La valeur inestimable des baleines (et des chauves-souris)

baleine La nature nous rend de nombreux services. Est-ce une raison pour les monnayer ?

’Tu devrais lire ça, c’est hyper intéressant’’. Deux de mes collègues m’interpellent hier, pour me conseiller la lecture d’un article de Libération consacré aux baleines. On y apprend que ce grand mammifère marin est un véritable chasseur de carbone : "lorsqu’elle meurt et qu’elle coule au fond de l’océan, une grande baleine piège à elle seule 33 tonnes de CO2 pendant plusieurs siècles avant de se décomposer’’. Plus il y a de baleines, moins il y a de gaz carbonique dans l’atmosphère. Et plus il y a d’oxygène d’ailleurs, grâce au phytoplancton, indissociable des premières.

De ce point de vue, ‘’une baleine vaut des milliers d’arbres’’. L’ensemble de la population équivaut ‘’à la valeur de quatre forêts amazoniennes’’. C’est ce qu’on peut lire dans un rapport du Fonds monétaire international publié le mois dernier, rapport qui a directement inspiré l’article de Libération.

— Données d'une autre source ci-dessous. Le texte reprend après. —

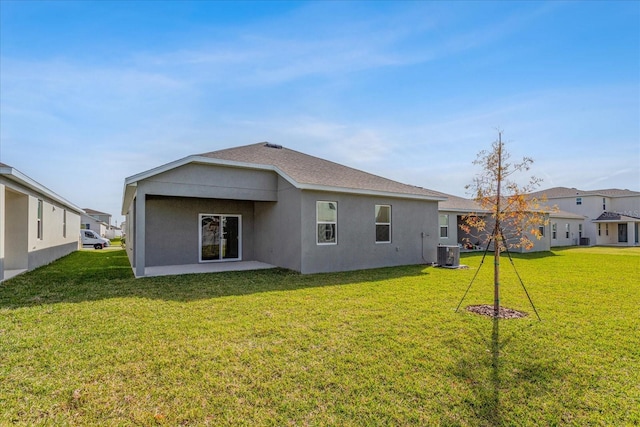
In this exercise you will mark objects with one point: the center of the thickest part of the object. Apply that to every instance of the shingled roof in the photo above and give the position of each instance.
(308, 170)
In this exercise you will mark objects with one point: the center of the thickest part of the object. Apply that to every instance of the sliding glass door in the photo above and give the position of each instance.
(220, 237)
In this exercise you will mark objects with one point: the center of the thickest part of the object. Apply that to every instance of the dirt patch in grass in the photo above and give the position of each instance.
(503, 313)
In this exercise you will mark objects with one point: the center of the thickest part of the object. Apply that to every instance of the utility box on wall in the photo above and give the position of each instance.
(448, 256)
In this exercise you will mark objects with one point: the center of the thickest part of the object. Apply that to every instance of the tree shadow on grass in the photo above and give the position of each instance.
(490, 372)
(90, 276)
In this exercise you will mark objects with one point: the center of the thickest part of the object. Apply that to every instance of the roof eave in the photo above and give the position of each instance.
(132, 181)
(391, 194)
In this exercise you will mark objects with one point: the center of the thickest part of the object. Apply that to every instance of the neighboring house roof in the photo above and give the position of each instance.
(616, 217)
(564, 192)
(301, 170)
(94, 212)
(15, 175)
(460, 204)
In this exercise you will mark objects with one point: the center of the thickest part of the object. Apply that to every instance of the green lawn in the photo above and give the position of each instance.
(83, 343)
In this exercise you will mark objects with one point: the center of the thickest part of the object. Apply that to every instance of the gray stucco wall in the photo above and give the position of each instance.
(172, 228)
(278, 228)
(414, 233)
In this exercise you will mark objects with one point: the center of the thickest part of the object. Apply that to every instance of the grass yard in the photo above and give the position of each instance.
(83, 343)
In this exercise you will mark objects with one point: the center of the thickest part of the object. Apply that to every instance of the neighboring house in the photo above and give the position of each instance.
(563, 228)
(37, 226)
(100, 222)
(263, 202)
(113, 232)
(612, 216)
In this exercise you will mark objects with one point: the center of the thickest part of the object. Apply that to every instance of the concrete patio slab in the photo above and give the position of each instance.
(211, 267)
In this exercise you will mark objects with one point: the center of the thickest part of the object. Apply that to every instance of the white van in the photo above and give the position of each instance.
(91, 238)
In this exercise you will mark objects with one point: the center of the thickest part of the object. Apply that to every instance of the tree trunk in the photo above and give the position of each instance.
(497, 235)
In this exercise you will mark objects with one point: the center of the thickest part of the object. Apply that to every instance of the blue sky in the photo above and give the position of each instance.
(94, 92)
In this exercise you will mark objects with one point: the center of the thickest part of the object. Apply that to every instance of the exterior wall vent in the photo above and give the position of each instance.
(270, 145)
(448, 256)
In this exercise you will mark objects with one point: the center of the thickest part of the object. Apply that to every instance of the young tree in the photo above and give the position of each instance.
(503, 203)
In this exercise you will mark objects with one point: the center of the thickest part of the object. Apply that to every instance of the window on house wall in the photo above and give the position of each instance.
(383, 223)
(39, 225)
(327, 222)
(444, 225)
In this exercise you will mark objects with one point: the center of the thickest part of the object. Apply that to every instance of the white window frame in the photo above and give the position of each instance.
(319, 223)
(443, 227)
(388, 224)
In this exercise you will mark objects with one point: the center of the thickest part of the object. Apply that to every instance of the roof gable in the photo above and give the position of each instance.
(312, 171)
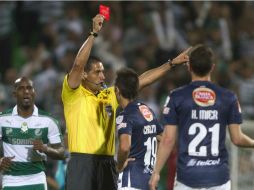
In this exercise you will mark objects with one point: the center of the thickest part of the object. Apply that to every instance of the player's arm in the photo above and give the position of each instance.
(166, 146)
(75, 75)
(54, 151)
(152, 75)
(239, 138)
(123, 151)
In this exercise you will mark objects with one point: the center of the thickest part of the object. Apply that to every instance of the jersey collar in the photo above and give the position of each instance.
(15, 111)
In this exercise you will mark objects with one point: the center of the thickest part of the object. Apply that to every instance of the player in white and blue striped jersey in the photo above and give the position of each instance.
(138, 131)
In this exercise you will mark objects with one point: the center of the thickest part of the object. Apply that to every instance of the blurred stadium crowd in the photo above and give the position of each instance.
(40, 40)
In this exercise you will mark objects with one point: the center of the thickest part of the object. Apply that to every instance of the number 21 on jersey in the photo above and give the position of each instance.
(201, 132)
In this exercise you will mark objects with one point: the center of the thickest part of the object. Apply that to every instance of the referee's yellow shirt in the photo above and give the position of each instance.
(90, 120)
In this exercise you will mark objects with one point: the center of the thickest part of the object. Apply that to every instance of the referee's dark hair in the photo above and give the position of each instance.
(127, 82)
(201, 60)
(91, 60)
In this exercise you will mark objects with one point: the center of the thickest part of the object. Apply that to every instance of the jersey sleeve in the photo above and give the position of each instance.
(169, 115)
(54, 133)
(1, 128)
(235, 115)
(159, 128)
(124, 126)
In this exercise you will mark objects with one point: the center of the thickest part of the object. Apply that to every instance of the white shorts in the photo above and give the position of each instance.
(180, 186)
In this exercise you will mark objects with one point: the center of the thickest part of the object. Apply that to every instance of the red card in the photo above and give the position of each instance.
(105, 11)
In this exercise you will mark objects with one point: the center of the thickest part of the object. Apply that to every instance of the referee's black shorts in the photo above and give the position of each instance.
(91, 172)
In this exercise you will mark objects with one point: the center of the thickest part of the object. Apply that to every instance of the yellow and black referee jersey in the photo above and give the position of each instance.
(90, 119)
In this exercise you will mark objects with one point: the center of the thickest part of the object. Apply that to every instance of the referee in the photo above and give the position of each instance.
(90, 110)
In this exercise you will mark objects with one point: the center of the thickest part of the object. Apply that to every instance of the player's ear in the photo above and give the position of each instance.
(213, 67)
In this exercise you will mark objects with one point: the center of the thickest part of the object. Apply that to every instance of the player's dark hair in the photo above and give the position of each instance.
(18, 81)
(128, 83)
(201, 60)
(91, 60)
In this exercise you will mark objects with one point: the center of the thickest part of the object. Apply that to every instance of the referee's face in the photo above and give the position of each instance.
(95, 77)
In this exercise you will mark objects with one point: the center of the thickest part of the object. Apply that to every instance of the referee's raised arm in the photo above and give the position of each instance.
(75, 75)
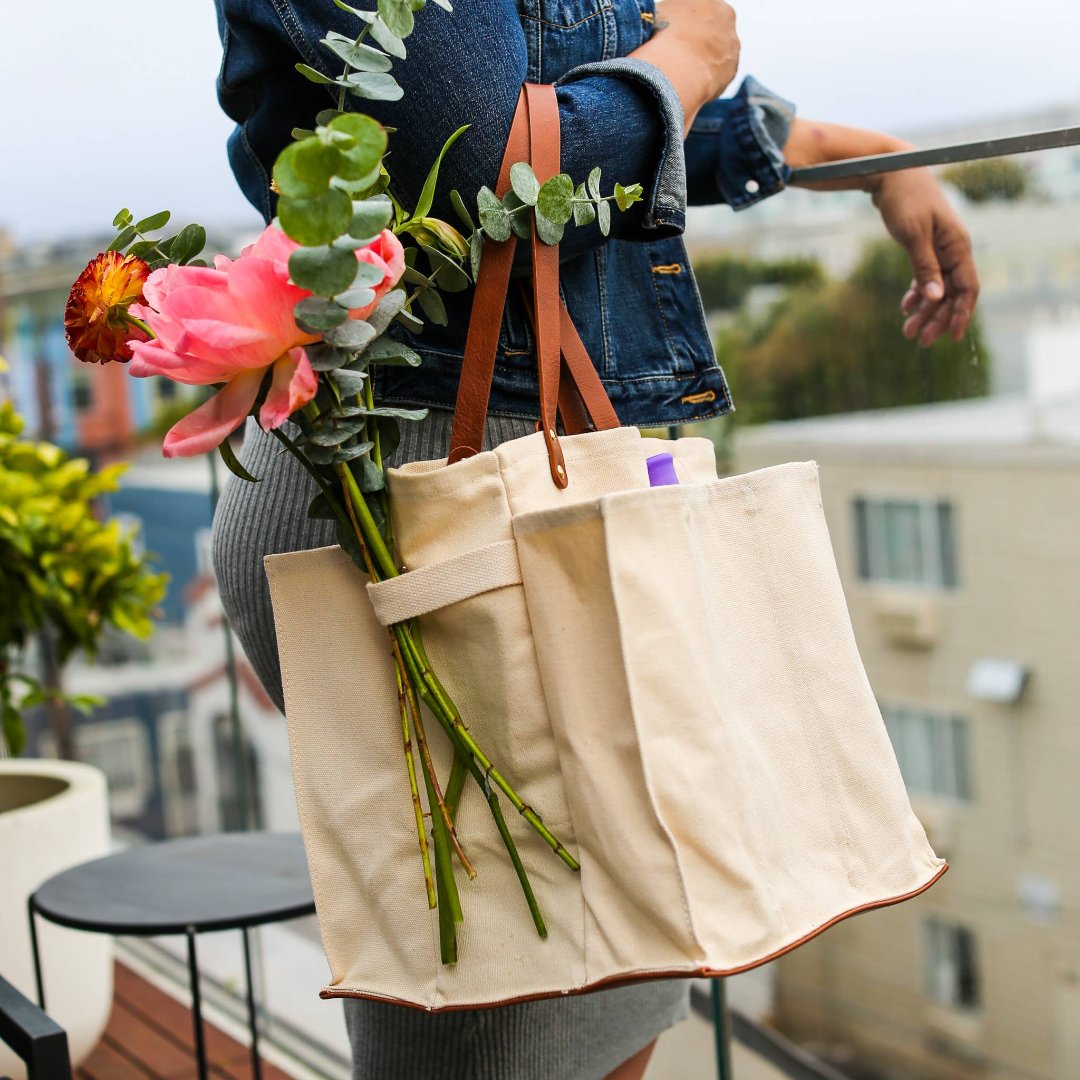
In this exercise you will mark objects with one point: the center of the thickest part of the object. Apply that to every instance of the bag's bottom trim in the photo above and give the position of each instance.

Ses auteurs adoptent la logique suivante : puisque les baleines sont utiles, il faut les protéger. Or leur protection a un coût : pour convaincre les décideurs d’investir, il faut démontrer l’intérêt économique qu’il y a à le faire, en donnant un prix aux services rendus par les baleines. Selon le FMI, il est de 2 millions de dollars par animal, de 1 000 milliards pour l’ensemble de la population.

Cette approche qui consiste à évaluer les services rendus par la biodiversité n’est pas nouvelle. Il en est souvent question à propos des abeilles. Sans abeilles, pas de pollinisation, sans pollinisation, plus de reproduction pour de nombreuses plantes nécessaires à notre alimentation. Selon des chercheurs de l’INRA, la valeur économique de l’activité des pollinisateurs est de 153 milliards d’euros chaque année. C’est dire la valeur des abeilles, c’est dire l’importance de les protéger.

Une telle approche parait logique, rationnelle. Il ne s’agit pas de sauver la biodiversité au nom de considérations morales, ce qui n’est pas toujours mobilisateur, mais en vertu de son utilité, des bénéfices qu’elle nous procure.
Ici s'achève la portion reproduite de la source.